宦官要给苏月华血淋淋的伤口上药,苏月华一把将人推开。
宦官见她不识抬举,于是怒斥道:“不识好歹,你就烂在墙角吧!”
苏月华别过脸去。
恰在此时,子衿步入囚室。
宦官们连忙请安:“贵妃娘娘。”
苏月华缓缓抬起头望向子衿,神色淡漠:“孙贵妃,许久不见了。”
子衿垂眼瞧她,望着她狼狈模样,心中五味杂陈。
“月华,近日我常常想,为何你会落得如今的模样,也许,是我往日过于疏忽了你。”
苏月华怔了怔,忽地笑了。
“你这个人真奇怪,别人犯了错,你却总往自己身上揽。你知不知道,越是如此,我越是恨你。我恨你为何独对那贱婢另眼相待,恨你为何早不对我说这番话。这份恨意,来得毫无道理,可这世上的事,又岂是事事都能用道理说明白的。”
子衿弯腰,一瞬不瞬地盯着苏月华,低声问道:“胡尚食,是你杀的么?”
苏月华沉默不语,片刻后,才冷冷道:“以恶制恶,终将为恶所噬,这么简单的道理,难道我真的不明白吗?可是,我走的太远,连来时之路,都已找不到了。
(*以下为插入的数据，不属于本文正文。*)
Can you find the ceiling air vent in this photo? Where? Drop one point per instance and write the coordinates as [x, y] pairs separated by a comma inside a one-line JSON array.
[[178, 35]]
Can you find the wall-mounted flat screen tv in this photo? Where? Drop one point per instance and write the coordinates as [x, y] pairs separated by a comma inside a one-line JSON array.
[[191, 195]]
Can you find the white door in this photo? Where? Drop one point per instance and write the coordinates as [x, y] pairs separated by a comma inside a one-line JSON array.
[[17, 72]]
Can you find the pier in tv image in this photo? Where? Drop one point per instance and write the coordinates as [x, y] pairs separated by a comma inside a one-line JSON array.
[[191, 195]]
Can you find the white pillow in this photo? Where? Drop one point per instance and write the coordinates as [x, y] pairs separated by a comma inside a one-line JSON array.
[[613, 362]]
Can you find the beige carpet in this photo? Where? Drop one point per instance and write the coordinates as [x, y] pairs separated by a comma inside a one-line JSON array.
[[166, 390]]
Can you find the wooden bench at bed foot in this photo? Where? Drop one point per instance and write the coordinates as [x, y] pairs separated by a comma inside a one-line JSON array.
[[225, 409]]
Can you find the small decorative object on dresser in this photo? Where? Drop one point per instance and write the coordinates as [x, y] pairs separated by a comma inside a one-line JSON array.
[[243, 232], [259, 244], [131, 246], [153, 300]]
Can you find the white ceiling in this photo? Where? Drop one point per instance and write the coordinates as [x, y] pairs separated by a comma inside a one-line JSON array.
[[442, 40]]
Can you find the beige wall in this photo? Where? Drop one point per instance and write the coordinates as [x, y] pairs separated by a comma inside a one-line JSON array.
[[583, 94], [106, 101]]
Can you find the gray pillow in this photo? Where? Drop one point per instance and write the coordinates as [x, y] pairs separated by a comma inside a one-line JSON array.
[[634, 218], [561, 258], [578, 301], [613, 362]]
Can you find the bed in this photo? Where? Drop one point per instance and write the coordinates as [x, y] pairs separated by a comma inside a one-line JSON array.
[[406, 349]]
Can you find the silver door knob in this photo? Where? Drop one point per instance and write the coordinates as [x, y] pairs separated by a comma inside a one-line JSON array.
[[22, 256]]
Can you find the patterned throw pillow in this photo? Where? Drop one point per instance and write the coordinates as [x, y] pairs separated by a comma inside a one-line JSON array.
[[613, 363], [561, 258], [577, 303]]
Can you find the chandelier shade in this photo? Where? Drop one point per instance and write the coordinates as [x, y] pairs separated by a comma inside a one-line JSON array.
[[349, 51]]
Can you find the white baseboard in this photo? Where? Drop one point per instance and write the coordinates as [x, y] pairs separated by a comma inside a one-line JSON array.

”
子衿摇头,轻声反驳:“不,你曾有过一次回头的机会。”
苏月华嗤笑一声,看向自己血肉模糊的手。
“没想到,无论我如何挣扎,都逃不开那个女人。她为了权势地位,不惜攀附汉王、杀人弃女,如今付出些许代价,便想让我感恩戴德?”
子衿看了一眼伏姜,伏姜将野菜图本送到苏月华的眼前。
苏月华疑惑道:“这是什么?”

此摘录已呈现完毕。